Scrive, al riguardo, Zinato: «Il lettore assume il punto di vista e i ricettori corporei di Iride Grimonti, una giovane operaia autodidatta che si identifica con Gramsci Tecraso, licenziato, finisce ingiustamente in carcere: Iride legge, discute, pensa in un mondo dominato dalla estetizzazione diffusa e dalla mercificazione dei corpi: lo sfondo è quello dei primi anni Ottanta, in cui le tredicenni ‘Non sognano tanto di scopare quanto di apparire e di ballare sexi come le stelle della tv’. Il romanzo della sconfitta operaia di cui il racconto «Iride» è una importante porzione, si poneva dunque il compito di misurare, nelle forme dell’invenzione narrativa, i prezzi pagati per far sì che, nel Paese con il Partito comunista più forte dell’Occidente e con la più forte combattività sociale, si fosse potuti passare repentinamente dalla critica del capitalismo alla più supina, euforica accettazione delle sue regole e delle sue compatibilità».
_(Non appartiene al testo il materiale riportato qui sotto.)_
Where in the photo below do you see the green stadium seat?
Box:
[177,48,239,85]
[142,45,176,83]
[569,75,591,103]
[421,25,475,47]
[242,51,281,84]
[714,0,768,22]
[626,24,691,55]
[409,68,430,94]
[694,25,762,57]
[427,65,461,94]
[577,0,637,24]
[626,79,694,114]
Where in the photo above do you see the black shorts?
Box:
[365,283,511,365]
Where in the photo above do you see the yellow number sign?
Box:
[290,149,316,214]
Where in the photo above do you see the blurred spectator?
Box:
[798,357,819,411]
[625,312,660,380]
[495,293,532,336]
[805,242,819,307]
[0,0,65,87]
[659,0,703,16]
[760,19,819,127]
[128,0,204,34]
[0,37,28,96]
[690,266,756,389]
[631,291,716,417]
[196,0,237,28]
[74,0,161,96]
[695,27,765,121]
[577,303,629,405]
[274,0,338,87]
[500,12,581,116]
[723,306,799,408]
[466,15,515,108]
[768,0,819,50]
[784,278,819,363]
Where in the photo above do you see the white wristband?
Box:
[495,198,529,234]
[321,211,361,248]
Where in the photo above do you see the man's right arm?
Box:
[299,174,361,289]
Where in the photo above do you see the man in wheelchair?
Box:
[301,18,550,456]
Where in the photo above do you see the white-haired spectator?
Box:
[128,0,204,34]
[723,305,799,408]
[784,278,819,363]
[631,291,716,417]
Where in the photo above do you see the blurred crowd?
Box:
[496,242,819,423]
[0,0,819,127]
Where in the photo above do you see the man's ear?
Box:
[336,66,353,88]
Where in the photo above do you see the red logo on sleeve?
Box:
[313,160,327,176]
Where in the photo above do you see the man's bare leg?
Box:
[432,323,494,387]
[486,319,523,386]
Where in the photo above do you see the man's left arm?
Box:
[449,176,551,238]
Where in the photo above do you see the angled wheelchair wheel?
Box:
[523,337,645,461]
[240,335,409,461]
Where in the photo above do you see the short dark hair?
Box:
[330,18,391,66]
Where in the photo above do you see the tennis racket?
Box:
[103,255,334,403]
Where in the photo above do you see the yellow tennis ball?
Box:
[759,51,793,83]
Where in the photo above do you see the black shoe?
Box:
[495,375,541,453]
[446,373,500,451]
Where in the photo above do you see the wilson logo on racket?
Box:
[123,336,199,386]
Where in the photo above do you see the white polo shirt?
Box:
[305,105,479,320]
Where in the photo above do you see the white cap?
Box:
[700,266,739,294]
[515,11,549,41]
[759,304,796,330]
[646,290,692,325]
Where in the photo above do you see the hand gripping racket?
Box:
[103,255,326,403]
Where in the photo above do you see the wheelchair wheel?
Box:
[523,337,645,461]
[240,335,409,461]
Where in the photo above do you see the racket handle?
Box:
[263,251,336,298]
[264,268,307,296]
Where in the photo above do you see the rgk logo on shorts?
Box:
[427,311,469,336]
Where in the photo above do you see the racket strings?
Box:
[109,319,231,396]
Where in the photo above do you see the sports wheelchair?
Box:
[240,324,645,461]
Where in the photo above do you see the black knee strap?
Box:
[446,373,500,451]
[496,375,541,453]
Scritto in poche pagine, dense e tese, il romanzo di Iride può dirsi già virtualmente compiuto e Iride, a sua volta, può risultare di scorcio uno dei grandi personaggi volponiani, segnata anche lei dallo stigma che sempre ne fa dei Don Chisciotte al cospetto di un mondo ostile e armato fino ai denti. Pari a tutti costoro, la mitezza di Iride cova infatti un risentimento antico, una rabbia tellurica, mentre la sua normalità non può che essere la stessa delle creature ferite una volta per sempre nel corpo e nello spirito, vale a dire la normalità implacabile degli esseri non-riconciliati.